On Friday (17/6/16), I spoke to Mbak Astriani from Mitra Wacana’s public education division. She has worked at Mitra Wacana for over five years in a variety of roles, holds a degree in counselling and is particularly passionate about children’s education.
Sophia: Please introduce yourself first.
Astriani: Thank you my name is Astriani, I work in the Mitra Wacana public education division.
I first joined Mitra Wacana in 2010 as a volunteer for data support and until now I have experienced working in several divisions. I have worked in the data support division, media division, as organisational secretary and I am currently in the public education division.
Sophia: Why did you want to become a Mitra Wacana activist?
Astriani: At Mitra Wacana, we can learn a lot about what gender is, how to prevent sexual violence against women and girls, and we can also learn ways to prevent the marginalisation of people. It’s so interesting when we join together at Mitra Wacana, for me that’s why I’m still here and why I’m still interested. Take the road to learning.

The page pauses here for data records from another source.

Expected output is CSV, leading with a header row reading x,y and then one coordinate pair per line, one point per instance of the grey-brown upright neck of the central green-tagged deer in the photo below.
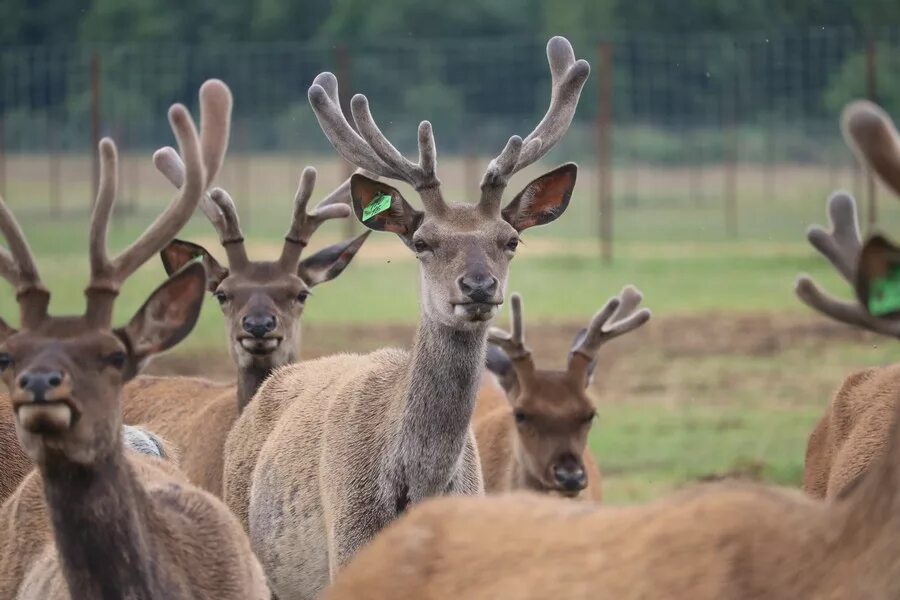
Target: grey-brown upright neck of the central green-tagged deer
x,y
436,407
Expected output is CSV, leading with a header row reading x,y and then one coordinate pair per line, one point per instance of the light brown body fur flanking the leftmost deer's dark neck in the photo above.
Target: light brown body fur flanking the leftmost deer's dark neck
x,y
188,524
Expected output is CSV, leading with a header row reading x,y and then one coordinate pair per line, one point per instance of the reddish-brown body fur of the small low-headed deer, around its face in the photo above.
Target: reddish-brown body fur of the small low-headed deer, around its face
x,y
498,446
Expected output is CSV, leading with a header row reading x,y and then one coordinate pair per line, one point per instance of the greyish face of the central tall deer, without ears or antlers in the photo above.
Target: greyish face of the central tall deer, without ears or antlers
x,y
463,263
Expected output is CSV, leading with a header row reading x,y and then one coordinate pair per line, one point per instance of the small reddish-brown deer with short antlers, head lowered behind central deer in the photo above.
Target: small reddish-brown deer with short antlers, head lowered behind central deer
x,y
537,438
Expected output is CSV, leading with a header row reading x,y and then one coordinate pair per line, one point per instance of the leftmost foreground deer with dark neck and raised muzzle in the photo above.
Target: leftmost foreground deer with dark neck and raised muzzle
x,y
92,521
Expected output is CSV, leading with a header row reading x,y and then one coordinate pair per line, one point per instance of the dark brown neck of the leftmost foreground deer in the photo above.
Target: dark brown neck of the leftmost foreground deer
x,y
99,514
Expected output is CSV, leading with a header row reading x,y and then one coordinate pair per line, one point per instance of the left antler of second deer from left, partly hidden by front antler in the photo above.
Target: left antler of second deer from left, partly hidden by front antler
x,y
217,206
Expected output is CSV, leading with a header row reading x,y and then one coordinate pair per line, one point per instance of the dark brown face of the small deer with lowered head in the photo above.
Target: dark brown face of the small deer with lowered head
x,y
553,416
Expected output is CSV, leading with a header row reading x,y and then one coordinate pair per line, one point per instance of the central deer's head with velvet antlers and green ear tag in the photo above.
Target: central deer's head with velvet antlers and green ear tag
x,y
464,250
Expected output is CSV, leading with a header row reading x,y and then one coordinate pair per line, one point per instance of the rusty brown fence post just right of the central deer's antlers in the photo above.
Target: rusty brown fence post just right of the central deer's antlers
x,y
604,148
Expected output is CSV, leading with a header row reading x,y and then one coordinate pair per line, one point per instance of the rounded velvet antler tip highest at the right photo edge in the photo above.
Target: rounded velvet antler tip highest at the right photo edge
x,y
872,135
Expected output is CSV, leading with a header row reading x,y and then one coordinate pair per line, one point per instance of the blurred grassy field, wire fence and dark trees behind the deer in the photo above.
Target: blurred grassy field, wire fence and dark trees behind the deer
x,y
707,140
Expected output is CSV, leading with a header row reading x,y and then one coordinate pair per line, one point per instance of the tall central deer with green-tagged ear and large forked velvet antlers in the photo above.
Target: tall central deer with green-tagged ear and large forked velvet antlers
x,y
330,451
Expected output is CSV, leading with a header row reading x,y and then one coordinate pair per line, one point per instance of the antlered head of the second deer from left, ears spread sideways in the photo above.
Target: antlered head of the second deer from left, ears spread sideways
x,y
263,300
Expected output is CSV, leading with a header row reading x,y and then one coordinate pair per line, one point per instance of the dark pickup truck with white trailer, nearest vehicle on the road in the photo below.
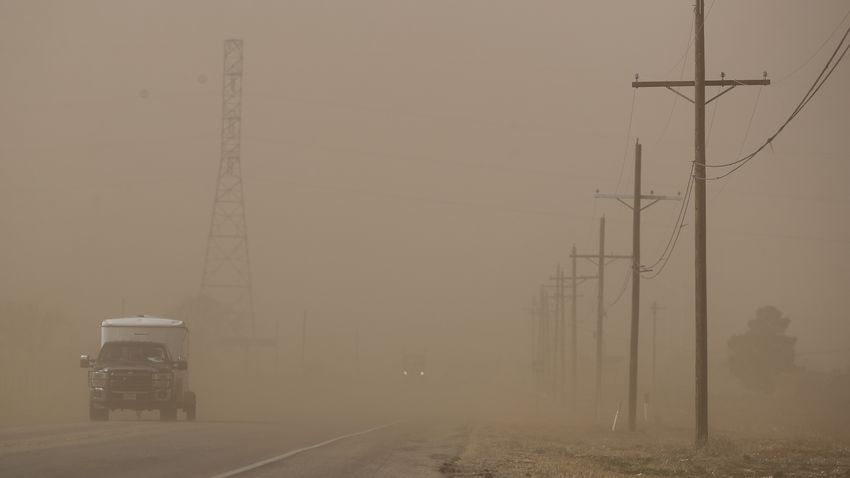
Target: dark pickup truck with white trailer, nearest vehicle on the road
x,y
142,365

Sophia: What is children’s education?
Astriani: I think education is a lesson that is given to children, but the program we provide must be stimulating to the child because it is preparing the children for further education both physically and psychologically. It includes motor skills as well as mental and socio-emotional aspects too.

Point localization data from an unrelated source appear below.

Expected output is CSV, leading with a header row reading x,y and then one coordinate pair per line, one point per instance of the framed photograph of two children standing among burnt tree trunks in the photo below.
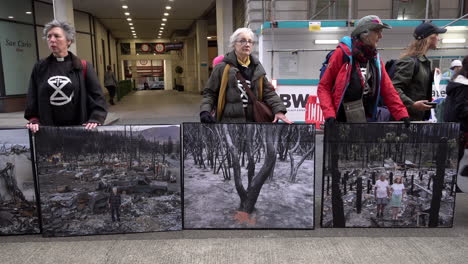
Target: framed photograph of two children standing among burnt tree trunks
x,y
387,175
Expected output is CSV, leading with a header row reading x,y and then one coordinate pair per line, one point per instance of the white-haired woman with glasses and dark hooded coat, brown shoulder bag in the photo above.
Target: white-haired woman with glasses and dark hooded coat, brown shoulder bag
x,y
234,105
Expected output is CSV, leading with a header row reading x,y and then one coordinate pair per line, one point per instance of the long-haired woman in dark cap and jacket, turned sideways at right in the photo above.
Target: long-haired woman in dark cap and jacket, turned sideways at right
x,y
413,76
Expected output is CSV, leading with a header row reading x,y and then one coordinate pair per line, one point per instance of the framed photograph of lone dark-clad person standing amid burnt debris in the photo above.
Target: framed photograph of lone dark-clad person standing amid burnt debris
x,y
112,179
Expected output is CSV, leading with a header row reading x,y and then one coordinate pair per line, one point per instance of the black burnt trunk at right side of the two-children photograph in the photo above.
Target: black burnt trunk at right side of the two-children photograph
x,y
438,183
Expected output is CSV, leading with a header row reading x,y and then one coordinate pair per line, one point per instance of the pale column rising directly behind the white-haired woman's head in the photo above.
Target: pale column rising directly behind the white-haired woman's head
x,y
224,25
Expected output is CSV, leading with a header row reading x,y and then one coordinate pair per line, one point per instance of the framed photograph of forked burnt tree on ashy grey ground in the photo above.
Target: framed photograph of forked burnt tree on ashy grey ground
x,y
247,176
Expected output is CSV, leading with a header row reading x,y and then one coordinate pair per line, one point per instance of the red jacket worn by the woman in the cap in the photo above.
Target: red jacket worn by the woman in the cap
x,y
335,81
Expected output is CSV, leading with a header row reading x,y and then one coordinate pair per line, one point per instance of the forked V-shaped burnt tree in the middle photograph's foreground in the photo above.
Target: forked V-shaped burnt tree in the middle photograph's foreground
x,y
249,196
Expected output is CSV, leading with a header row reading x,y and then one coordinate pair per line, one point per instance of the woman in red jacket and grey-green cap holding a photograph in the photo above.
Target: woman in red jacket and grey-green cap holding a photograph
x,y
356,80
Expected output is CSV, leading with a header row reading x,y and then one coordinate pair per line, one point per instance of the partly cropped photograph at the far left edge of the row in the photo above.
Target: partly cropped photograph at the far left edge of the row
x,y
18,203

Sophia: Why are you particularly interested in children’s education?
Astriani: Because the child’s world is very interesting. It’s magic. Lots of surprises given by children when we interact with them. Every day evolves thinking and growth so I am very interested in the world of children.

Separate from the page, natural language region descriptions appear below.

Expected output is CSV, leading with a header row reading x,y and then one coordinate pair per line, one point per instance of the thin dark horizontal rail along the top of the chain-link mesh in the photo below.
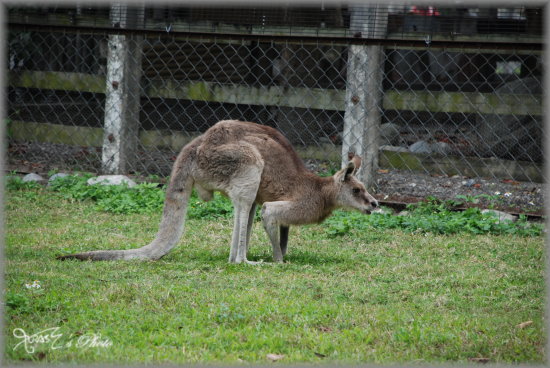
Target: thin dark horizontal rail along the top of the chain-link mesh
x,y
434,42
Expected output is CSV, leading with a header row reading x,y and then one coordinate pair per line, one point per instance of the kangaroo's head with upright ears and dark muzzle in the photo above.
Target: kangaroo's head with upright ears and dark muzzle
x,y
351,192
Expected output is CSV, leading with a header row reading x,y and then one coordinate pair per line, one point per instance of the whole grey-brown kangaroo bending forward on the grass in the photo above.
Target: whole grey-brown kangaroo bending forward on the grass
x,y
253,165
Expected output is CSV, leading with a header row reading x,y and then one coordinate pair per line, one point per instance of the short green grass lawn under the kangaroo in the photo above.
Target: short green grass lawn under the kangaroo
x,y
371,296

Sophia: Can you please explain the principles of children’s education?
Astriani: There are six principles of children’s education:
- Oriented to the needs of children. As adults we only give stimulus and encouragement for development.
2. Learning through play, children can explore, find, utilise and draw conclusions.
3. Create a conducive environment for the child, so the child can learn. An environment that is safe, comfortable, and clean.
4. Develop life skills. This is the process of habituation, so that children are disciplined, independent and responsible.
5. Using a variety of educative and interesting mediums so we can prepare and encourage children to learn.
6. Implemented gradually and repeatedly so that children can understand easily.
Sophia: Can you please explain the rights of the child.
Astriani: The rights of the child are:
- The right to life, the child has the right to life from when they are in the womb.
2. The right to growth and development, children are allowed to grow and develop appropriately with their age.
3. The right to protection, adults provide protection for children so that children are not exposed to violence.
4. The right of participation, children are encouraged to express their opinions, have aspirations and when the child is speaking we should listen.
Sophia: Why do children need to be protected from of violence, especially sexual violence?
Astriani: Children are not yet able to protect themselves, as adults we have to protect these children, especially from sexual violence, and other violence. We can begin to teach children to be sensitive when there is violence. When there are strangers who give candy, for example, we can teach children to resist and scream if there is a stranger touching their body.
Sophia: What is Mitra Wacana doing to prevent violence against children?
Astriani: Mitra Wacana’s campaigns for the prevention of sexual violence against women and children. This was done with socialisation in schools and also through discussions with the children’s parents to learn what sexual violence is and how to prevent it.
Sophia: Thank you for joining me for Mitra Chatting today. Do you have a closing message?
Astriani: Let the children grow and develop as appropriate for their age. As adults we are only facilitating the task of the child to grow and develop to their full potential.